Le monde change et le marché du travail va se transformer en profondeur. Pourtant, une personne sur cinq seulement considère la transformation du marché du travail comme une mégatendance susceptible d’avoir des conséquences sur sa retraite, selon l’enquête Aegon Retirement Readiness Survey de 2018. Catherine Collinson, Présidente du Transamerica Institute et Directrice exécutive de l’Aegon Center for Longevity & Retirement, nous met en garde : « Toute rupture dans notre vie professionnelle peut avoir des répercussions encore plus importantes une fois à la retraite. Il faut sensibiliser la population à ce problème ». Mme Collinson estime également qu’il est essentiel de posséder des compétences dans le domaine financier pour pouvoir préparer son avenir. Or, 3 personnes sur 10 seulement ont répondu correctement à trois questions très simples dans ce domaine. M. Yussuf insiste aussi sur le fait que les travailleurs plus âgés sont particulièrement vulnérables sur le marché du travail car ils n’ont pas les compétences élémentaires nécessaires en compréhension de l’écrit et en calcul.

Shea Gopaul cite un exemple de bonne pratique : AT&T a mis en place un programme de reconversion des personnes dont l’emploi est supprimé, qui leur permet de « suivre un apprentissage à temps partiel dans un nouveau domaine  pendant leur dernière année à leur poste ».

Catherine Collinson, President, Transamerica Institute; Executive Director, Aegon Center for Longevity & Retirement
Image: © OECD

« Autrefois, nous apprenions à faire notre travail ; désormais, notre travail consiste à apprendre », conclut M. Schleicher. « Dans l’apprentissage tout au long de la vie, la partie la plus simple est peut-être celle de l’apprentissage. Le vrai défi, c’est sans doute d’être capable de désapprendre et de réapprendre en fonction du contexte ».

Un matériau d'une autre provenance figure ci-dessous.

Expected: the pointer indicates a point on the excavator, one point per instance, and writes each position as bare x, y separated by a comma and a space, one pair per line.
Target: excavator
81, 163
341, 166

A l’heure où nous devons renforcer et transformer nos compétences face à de profondes mutations technologiques, n’oublions pas ce qu’ ‘être humain’ signifie. Et Andreas Schleicher de conclure : « De tout temps, l’éducation a gagné la course face à la technologie, mais je ne suis pas convaincu que cela pourra perdurer. Il ne faut pas essayer de remplacer l’intelligence artificielle, mais plutôt de la compléter. L’intelligence artificielle nous oblige à mener une réflexion beaucoup plus approfondie sur ce qu’ ‘être humain’ veut dire…» 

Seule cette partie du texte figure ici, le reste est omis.